Your body uses proteins to build tissue cells — including the cells of your hair, skin and nails. Eighty to eighty-five percent of your hair is composed of a protein called keratin. Dietary proteins are composed of amino acids, which are your hair’s building blocks — they make your hair strong. Amino acids can be divided into two categories: essential and non-essential. Essential amino acids cannot be synthesized by the body, and so must be obtained through the diet. Non-essential amino acids can also be obtained from food, as well as being manufactured by the body from essential amino acids.
Without sufficient available protein, your hair can become brittle and fall out before it reaches its full length. This is one of the reasons why people with a low-protein diet often find their hair will not grow past a certain length.
If you experience hair loss from lack of protein, try not to worry — this is reversible, and relatively easy to correct with adjustments to your diet. We suggest including at least 120g in weight of a protein-rich food (approximately a palm sized portion) with every breakfast and lunch.
Good Sources of Protein
The best sources of protein include fish, eggs, red meat, poultry, cheese, beans, quinoa, tofu, seitan, legumes and nuts. Be wary of cheese, though: it can exacerbate eczema and dandruff in some people, and also takes over two hours to digest.

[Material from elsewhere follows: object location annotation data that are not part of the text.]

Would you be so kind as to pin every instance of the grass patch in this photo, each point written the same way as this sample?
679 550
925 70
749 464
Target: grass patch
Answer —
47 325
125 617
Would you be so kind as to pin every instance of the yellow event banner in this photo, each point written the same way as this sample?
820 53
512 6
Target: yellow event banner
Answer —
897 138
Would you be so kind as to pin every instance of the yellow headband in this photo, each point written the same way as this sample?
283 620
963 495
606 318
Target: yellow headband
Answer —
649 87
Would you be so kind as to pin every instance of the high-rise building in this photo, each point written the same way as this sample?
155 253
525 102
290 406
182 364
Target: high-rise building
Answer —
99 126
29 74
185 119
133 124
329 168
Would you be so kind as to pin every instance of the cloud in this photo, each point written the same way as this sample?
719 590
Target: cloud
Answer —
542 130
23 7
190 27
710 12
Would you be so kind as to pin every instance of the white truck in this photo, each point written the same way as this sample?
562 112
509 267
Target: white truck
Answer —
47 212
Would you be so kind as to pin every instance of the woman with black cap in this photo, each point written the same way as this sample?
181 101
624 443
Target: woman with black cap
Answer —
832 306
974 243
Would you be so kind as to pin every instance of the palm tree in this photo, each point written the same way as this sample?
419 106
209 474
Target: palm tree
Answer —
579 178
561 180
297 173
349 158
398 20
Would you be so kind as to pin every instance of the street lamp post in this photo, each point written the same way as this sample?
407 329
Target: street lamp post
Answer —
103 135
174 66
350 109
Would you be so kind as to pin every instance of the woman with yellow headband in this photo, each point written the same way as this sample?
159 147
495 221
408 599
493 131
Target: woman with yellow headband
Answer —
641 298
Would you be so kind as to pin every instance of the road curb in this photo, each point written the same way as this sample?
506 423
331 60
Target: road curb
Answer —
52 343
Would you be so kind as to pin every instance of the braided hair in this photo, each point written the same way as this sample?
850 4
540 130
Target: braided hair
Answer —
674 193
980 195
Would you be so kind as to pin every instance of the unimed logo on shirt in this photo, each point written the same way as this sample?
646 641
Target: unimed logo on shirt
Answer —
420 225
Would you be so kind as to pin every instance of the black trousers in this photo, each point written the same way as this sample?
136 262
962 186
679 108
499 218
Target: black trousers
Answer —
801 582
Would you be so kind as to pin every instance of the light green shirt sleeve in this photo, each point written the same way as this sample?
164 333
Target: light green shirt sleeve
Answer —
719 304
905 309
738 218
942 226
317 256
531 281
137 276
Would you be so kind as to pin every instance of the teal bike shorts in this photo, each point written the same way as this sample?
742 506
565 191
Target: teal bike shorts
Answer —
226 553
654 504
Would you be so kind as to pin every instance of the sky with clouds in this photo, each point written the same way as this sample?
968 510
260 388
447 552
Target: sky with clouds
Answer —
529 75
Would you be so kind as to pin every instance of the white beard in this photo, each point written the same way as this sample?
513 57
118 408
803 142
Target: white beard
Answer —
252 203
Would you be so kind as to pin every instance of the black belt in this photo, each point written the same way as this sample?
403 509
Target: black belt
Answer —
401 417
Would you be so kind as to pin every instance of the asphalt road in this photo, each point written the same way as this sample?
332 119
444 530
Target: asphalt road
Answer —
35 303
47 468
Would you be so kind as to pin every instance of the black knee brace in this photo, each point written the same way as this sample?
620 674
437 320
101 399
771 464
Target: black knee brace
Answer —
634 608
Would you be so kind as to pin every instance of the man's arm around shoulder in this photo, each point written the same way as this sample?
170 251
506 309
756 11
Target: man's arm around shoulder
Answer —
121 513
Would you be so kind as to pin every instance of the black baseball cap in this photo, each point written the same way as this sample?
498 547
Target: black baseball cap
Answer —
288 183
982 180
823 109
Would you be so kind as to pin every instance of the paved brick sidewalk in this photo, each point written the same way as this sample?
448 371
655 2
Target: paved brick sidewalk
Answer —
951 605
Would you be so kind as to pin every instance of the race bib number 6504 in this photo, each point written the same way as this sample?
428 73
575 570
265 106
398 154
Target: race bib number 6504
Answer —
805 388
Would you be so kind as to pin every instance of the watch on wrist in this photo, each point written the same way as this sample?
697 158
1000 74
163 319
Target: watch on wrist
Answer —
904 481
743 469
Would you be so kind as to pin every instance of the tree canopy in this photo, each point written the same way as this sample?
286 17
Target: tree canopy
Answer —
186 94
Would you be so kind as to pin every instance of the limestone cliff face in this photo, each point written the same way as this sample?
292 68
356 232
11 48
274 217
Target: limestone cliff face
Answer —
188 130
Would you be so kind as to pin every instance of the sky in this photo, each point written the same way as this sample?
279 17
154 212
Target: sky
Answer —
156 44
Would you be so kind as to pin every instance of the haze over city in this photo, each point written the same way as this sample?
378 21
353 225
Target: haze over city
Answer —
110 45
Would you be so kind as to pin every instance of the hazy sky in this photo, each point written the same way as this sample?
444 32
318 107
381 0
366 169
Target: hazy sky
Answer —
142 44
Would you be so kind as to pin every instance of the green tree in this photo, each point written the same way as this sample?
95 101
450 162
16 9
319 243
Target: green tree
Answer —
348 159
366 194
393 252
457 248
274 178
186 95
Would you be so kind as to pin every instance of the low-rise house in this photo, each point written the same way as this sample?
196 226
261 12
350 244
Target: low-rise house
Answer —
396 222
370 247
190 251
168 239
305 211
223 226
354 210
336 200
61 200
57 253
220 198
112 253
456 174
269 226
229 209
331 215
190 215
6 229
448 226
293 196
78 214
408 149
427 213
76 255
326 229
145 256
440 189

Eggs: The Perfect Protein for your Hair
The protein found in egg whites is one of the most complete and easily absorbed forms of protein for your body. Dietary protein is essential to hair growth and health, because hair is made primarily of keratin – a special hair protein that gives your strands their strength, flexibility and elasticity. We suggest eating up to two eggs a day, at either breakfast or lunch.